「炭火焼やきとり」は、電子レンジで温められる仕組み「レンジde缶」を採用。
STIフードホールディングスが2月に発売した「一匠(isshow)レンチン!缶」でも「レンジde缶」が採用されており、NCP社で2社目の採用となる。「レンジde缶」採用商品が都内で販売されるのは今回が初。
「炭火焼やきとり」の開発を行ったNCP社の杉本貴哉営業部課長は「総菜の缶詰は温めた方がおいしくなるものが多いが、皿に移したり湯煎したりするのは手間がかかる。以前から、電子レンジで缶詰を温められないかと考えていた」と語る。
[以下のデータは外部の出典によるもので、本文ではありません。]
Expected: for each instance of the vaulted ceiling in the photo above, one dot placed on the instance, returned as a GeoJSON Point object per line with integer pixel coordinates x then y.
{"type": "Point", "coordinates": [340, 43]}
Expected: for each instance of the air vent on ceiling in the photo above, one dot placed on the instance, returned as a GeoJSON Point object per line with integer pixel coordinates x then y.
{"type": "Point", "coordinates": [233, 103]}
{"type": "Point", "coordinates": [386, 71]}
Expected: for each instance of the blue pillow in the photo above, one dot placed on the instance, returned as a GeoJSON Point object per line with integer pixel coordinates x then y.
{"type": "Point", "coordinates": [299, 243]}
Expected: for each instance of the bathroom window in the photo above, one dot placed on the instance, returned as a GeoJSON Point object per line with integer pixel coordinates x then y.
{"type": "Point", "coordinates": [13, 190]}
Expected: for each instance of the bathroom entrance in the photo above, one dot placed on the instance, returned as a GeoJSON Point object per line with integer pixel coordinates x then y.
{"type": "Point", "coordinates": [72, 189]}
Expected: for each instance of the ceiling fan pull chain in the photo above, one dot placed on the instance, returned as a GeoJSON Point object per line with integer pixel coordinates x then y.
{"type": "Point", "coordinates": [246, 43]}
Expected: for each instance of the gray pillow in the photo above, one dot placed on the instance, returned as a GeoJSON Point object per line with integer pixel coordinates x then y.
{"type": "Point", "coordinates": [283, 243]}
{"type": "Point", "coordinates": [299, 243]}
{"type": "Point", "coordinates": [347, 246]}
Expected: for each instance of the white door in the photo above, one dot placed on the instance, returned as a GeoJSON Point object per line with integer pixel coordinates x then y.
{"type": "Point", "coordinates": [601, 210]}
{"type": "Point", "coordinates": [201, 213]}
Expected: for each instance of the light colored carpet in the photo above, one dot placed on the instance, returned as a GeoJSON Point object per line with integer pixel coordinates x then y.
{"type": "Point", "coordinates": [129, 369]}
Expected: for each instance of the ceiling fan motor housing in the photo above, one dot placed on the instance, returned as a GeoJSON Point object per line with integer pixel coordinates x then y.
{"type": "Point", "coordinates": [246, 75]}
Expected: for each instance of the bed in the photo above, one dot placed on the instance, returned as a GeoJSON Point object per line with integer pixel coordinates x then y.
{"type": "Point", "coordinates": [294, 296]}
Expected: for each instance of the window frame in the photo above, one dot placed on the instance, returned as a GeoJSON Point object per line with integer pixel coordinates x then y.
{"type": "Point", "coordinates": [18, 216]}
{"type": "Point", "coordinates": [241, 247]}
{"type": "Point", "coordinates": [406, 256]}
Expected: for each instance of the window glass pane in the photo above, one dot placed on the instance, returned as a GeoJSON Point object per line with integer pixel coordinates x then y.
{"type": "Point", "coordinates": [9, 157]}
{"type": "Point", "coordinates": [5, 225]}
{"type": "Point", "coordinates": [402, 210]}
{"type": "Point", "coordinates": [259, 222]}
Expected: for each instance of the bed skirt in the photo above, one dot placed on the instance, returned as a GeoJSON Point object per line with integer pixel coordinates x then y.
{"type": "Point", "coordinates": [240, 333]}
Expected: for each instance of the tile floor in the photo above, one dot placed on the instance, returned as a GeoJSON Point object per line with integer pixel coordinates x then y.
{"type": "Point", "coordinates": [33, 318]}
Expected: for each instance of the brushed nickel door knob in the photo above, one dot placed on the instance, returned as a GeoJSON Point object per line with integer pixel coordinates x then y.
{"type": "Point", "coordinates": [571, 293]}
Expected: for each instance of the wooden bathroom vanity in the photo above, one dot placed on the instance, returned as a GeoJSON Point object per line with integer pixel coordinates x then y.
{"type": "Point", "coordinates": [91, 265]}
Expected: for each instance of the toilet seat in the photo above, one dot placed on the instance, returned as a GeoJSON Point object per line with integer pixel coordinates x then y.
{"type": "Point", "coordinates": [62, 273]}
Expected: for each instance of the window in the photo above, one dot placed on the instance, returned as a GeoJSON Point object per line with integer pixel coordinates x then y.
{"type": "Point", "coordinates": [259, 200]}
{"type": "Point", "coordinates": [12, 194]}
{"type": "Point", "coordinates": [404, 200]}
NCP社の杉本貴哉氏 「レンジde缶」の採用にあたっては、電子レンジで温められるという特性から、通常の焼き鳥の缶詰に比べて、たれの量は少なめにして絡みやすくし、具材は縮む可能性を考慮し大き目にカットした。味は「タレ」「しお」「旨辛」の3種を取り揃える。
NCP社本社近隣の愛知県の量販店や道の駅などでも販売しており、いずれはECなどの販路も検討しているという。
「当社はOEMやODMの商品開発がメーンで、今回の商品は小さい設備で製造を行っている。お客様の反応を見ながら、パッケージデザインや中身の改良も含めて今後の展開を考えていく。まずは『レンジde缶』という商品を世の中に知っていただきたい」と力を込める。
電子レンジ調理という特性から、単身世帯の晩酌・夕食ニーズの高い焼き鳥を選んだが、今後はアヒージョやチーズフォンデュなど別の料理での横展開や、酒類と組み合わせたギフトセットなども検討しているという。
大和製罐マーケティング部マーケティング第2課の上野陽平氏は、「都内で購入できるようになったのは大きい。これを機に、より『レンジde缶』の購入者が増えてほしい」と期待を寄せている。
今後は業界内だけでなく、消費者の間でも「レンジde缶」の認知向上を図る。
「『レンジde缶』は多くの企業さまに関心を持っていただいており、反応は非常に良好。商品開発には時間がかかるが、徐々に商品化して消費者の方の認知も広げていく」と意欲をのぞかせる。